What It All Means – 7 Years is the Key
For those of you who are not lawyers, here’s the translation of the 7-year rule for student debt:
- If you have been out of school for more than seven years, your student loan will be eliminated in a consumer proposal.
- If you have been out of school for less than seven years, your student loan may not be automatically discharged, even if all of your creditors accept your consumer proposal.
Here’s an example:
- Former student A has $25,000 in debts (say $15,000 in credit card debts and a $10,000 Canada student loan). Her last date of study was 8 years ago. She could file a consumer proposal. If her proposal is accepted, her student debt would be eliminated because those student loans are more than 7 years old.
- Former student B has the same debts except that his last date of study was 6 years ago. If more than half of the dollar value of the creditors accepted the proposal, the proposal was accepted. However, the student B’s student debt is not discharged because it is six years old, not more than seven.
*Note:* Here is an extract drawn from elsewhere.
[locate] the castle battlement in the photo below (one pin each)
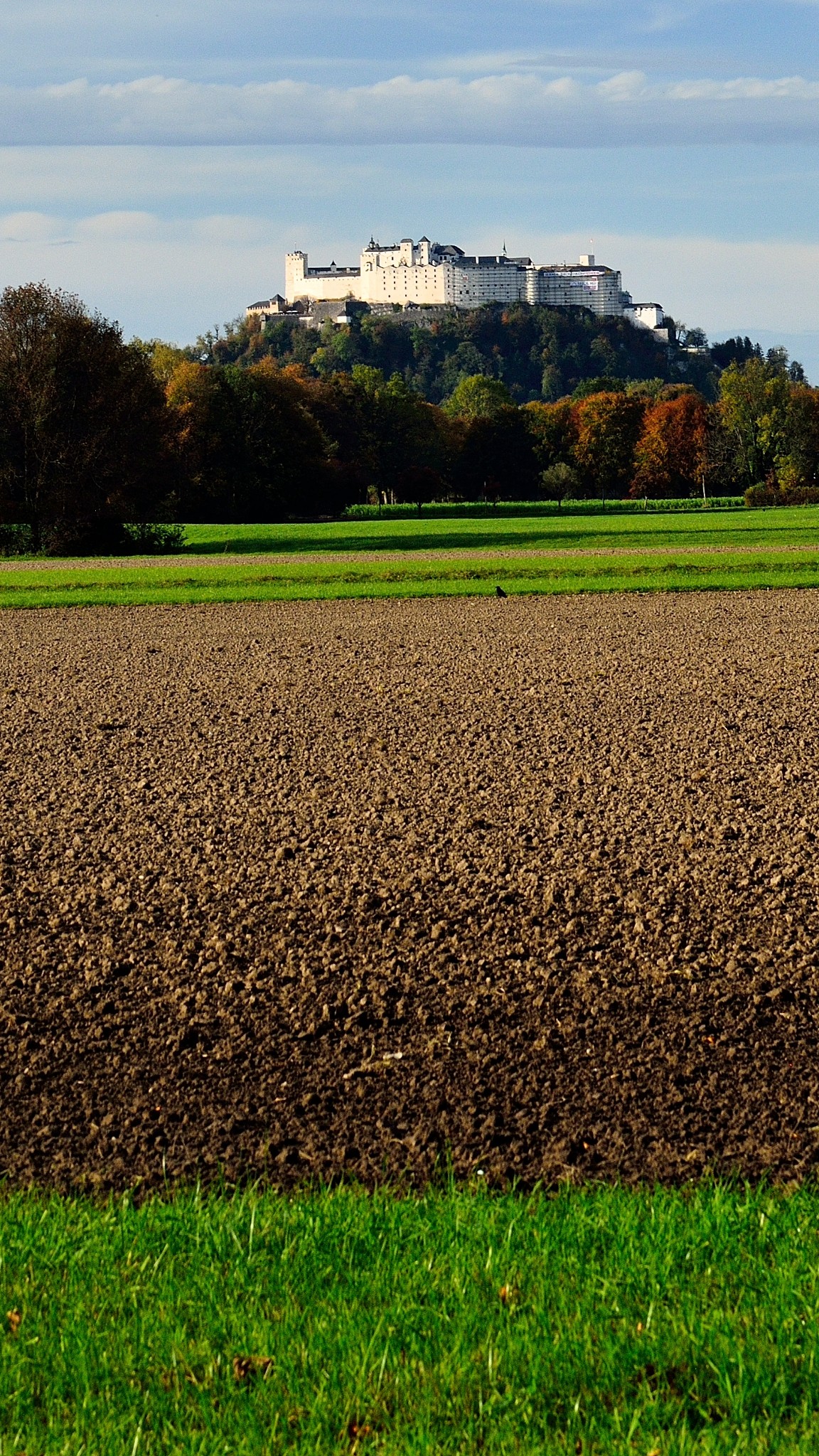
(423, 273)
When your student loans are less than 7 years old, your creditors still receive a prorated share of your consumer proposal payments, just like any other unsecured creditor. However, and this is important, once the proposal is over, they can pursue you for the rest of the money they are owed.
The only exception to this would be if the student loan lender specifically agreed to the discharge of the student loan as a term of the proposal. If they simply don’t vote, the other creditors can approve the proposal, but the student loan continues to exist.
Using our example above, if $15,000 in credit card debts voted in favour of the proposal, but $10,000 in less than seven year old student loans voted against, the proposal would be accepted, but the student loans would not be discharged. At the end of the proposal, the debtor may still be liable for the student loan debts.
To reiterate: A former student’s student loans, if less than seven years old, will only be discharged in a consumer proposal if the student lender specifically votes in favour of the proposal.
Does that mean you have no option if your student loans are newer?
A consumer proposal can still make sense.
- If you have significant other debts (like credit card and unsecured bank debt), a proposal will eliminate these debts which can mean that you will now be able to afford your monthly student loan payments.
- You can also ask that your student loan lender agree, up front, to discharge your student loans in full as part of the proposal. Why would they do this? Well if you are close to the 7 year mark and would otherwise file bankruptcy anyway, and you can offer slightly more as an incentive, they may agree. You are still better off, and so are they.
If you can’t pay your student debt, a consumer proposal might be the answer. The key is to talk with a Licensed Insolvency Trustee.